Aprendí a meter las manos para conservar los libros que sacaba de la escuela. Pelee por las lecturas que me daban paz en el insomnio.

Fante dice pasé hambres.

Yo no diría tanto, nunca pasé hambre porque estaba hecho a las formas de los pescadores para hacer la vida.

De aquel periodo no sobraron las letras que había escrito, se perdieron con los años en que me movía, en cada cambio de casa -por el peso- se van quedando los cuadernos.

Traigo buena memoria, recuerdo aquellas lecturas, aquella escritura; la vida fue generosa, se perdieron.

¿A los cuántos libros escritos te conviertes en escritor?

Rulfo solo escribió dos; Camilo José Cela, ochenta.

Alejo con su sueño de doce horas me enseña eso, nada es más importante que respirar; la vida corre, si uno no se ocupa de fijar una historia, ya vendrá otra quizá mejor. Lo importante será que te alcance con tu cuerpo reposado, en condición de pasar hambre, desvelos, las largas jornadas frente al trasto de las palabras, la máquina de las palabras.

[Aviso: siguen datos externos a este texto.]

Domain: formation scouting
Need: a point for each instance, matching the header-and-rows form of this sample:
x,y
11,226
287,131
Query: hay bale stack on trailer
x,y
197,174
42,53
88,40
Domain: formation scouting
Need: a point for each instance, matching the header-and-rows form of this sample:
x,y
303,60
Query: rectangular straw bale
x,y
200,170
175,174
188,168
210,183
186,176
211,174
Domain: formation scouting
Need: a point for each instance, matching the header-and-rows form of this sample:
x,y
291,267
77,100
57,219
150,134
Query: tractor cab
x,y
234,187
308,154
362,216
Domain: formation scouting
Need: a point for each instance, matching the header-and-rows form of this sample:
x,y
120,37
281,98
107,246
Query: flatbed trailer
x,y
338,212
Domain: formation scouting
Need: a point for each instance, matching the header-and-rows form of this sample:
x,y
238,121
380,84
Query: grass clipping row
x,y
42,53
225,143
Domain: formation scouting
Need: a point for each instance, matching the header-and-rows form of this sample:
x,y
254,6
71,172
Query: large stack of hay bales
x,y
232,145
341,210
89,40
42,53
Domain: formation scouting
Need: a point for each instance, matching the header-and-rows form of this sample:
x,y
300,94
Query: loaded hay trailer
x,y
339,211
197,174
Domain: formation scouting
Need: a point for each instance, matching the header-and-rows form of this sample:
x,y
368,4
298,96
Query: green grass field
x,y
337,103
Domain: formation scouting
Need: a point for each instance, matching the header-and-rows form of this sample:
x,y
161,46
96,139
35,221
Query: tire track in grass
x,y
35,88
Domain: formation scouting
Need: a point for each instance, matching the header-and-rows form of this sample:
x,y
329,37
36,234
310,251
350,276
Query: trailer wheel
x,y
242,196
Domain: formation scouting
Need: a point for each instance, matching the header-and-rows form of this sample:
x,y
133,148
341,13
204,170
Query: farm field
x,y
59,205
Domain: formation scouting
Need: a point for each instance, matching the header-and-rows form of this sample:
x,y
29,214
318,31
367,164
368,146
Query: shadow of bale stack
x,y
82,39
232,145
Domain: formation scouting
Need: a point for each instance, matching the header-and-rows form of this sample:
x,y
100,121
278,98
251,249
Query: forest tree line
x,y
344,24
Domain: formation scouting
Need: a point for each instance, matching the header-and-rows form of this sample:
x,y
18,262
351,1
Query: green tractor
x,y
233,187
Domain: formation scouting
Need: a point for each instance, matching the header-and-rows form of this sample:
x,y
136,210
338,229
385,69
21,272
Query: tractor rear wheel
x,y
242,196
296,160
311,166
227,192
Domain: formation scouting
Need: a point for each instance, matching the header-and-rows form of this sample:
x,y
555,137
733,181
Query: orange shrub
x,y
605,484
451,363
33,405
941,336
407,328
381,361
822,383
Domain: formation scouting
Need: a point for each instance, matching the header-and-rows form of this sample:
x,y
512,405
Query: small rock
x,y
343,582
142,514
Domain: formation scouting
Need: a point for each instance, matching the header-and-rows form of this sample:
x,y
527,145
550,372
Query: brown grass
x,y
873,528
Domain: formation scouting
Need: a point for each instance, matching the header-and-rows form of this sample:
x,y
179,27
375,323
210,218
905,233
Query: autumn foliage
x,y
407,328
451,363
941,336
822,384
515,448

Se tarda en aprender eso (cada cosa tiene su tiempo propio), poco importa la vida que se consuma en la escritura (importa la escritura Noel acto humano de escribir). Quien juzgue tu trabajo juzgará las letras no tu existencia.

Duerme.

Tendrás energía pasa salir a buscar sustento (todas las historias del mundo caben en un latido de tu corazón).